Hint: In MATLAB, using for loops is quite inefficient but using matrix operations are very efficient. You can do the pixel-wise comparisons by shifting the image for every pixel at once. For example, to check if a pixel is brighter than their neighbor 3 pixels to the left, shift the image to the right by 3 pixels and compare against the original image in a single line!
Save the visualization of the detected points in the first images of your 2 image sets as S1-fast.png and S2-fast.png
3: Robust FAST using Harris Cornerness metric (1 pts.)
Compute the Harris cornerness measure for each detected FAST feature. Eliminate weak FAST points by defining a threshold for the Harris metric. This threshold must be the same for every image you use. We will call these points FASTR points.
Comment on which points were discarded after this thresholded by comparing your FAST and FASTR visualizations. Save the visualization of the detected points in the first images of your 2 image sets as S1-fastR.png and S2-fastR.png. Note down the average computation time of FAST and FASTR features (average of all the images you have) and comment on the difference.
4: Point description and matching (2 pts.)
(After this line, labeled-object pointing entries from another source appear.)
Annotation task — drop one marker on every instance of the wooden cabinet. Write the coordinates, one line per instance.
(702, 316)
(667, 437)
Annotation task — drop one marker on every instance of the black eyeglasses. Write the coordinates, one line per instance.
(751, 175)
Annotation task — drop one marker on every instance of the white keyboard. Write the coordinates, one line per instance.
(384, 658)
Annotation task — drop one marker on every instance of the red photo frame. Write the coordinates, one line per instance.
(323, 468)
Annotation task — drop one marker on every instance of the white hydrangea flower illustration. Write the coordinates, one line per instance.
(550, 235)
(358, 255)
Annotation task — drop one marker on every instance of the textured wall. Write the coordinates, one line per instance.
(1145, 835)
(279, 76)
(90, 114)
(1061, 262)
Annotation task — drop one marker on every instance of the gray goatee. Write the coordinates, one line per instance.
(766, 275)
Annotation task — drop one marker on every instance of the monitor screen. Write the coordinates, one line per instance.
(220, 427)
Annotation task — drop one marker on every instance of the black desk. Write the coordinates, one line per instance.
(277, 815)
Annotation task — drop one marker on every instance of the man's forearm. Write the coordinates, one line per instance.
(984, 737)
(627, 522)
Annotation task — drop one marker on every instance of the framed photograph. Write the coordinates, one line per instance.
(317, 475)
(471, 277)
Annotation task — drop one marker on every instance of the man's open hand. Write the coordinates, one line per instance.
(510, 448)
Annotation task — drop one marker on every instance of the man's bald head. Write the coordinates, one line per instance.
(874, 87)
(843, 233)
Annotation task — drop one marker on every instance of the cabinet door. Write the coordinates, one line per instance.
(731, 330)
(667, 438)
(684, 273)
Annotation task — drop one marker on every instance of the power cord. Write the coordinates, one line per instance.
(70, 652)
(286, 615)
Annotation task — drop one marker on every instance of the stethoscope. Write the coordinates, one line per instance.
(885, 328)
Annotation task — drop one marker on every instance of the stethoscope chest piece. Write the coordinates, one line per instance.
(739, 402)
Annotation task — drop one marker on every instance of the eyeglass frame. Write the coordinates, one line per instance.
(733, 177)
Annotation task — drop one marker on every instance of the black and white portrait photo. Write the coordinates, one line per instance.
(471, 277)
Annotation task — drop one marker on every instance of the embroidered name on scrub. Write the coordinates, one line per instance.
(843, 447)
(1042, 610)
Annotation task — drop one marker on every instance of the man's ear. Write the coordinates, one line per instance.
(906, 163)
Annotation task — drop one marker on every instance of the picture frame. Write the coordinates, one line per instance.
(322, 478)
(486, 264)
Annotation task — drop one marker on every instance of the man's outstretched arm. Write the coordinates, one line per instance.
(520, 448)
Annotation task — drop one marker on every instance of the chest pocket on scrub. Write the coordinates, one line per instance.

Use an existing implementation of one of ORB, SURF, or FREAK feature description methods to generate descriptors for your FAST and FASTR points. Note which descriptor you use in your report. Depending on the function you are using, you might need to put your keypoints in appropriate containers. Don’t forget to use MATLAB Help to get such definitions.
Match the features between the first two images in each photo set using existing implementation such as "matchFeatures" in MATLAB. Save the visualization of the matched points between the two images of your first 2 image sets, using FAST and FASTR points, as S1-fastMatch.png, S1-fastRMatch.png, S2-fastMatch.png, and S2-fastRMatch.png. Comment on the performance differences if any.
5: RANSAC and Panoramas (4 pts.)
To compute the homography between each pair, you will use RANSAC. You can use an existing implementation such as "estimateGeometricTransform2D" function in MATLAB, but you need to be able experiment with the RANSAC parameters for the optimum result.
Find the homography between two images in all your image sets and stitch them together.
Experiment with RANSAC parameters and find a setup where you use minimum number of trials while still getting a satisfactory result for all your image sets. You’ll find 2 different sets of RANSAC parameters, one for FAST and one for FASTR. The RANSAC parameters you decide should be the same for the 4 image sets.
Save the stitched images for all your image sets only using FASTR points, as S1-panorama.png, S2-panorama.png, S3-panorama.png, and S4-panorama.png Comment on the difference between optimal RANSAC parameters for FAST and FASTR.
6: Bonus: Stitch 4 images instead of 2 (2 pts.)
Have 4 images in at least two of your image sets and present panoramas that result in stitching all 4 images. These 4 images can be all horizontally placed (in the panorama it would be [im1 im2 im3 im4] side by side) or placed as a grid (like [im1 im2 ; im3 im4], the last two images being ‘downstairs neighbors’ of the first two).
7 Report
The report template is here: HTML template
All you need to do is to save the images in the current folder as your html file, and fill in the required information and comments in the html file. Don’t edit the template further than needed.
You’ll submit your report as an html file in a .zip container together with all the results you have saved and the source code (e.g. ".m"). You need to add the necessary comments asked in the question definitions.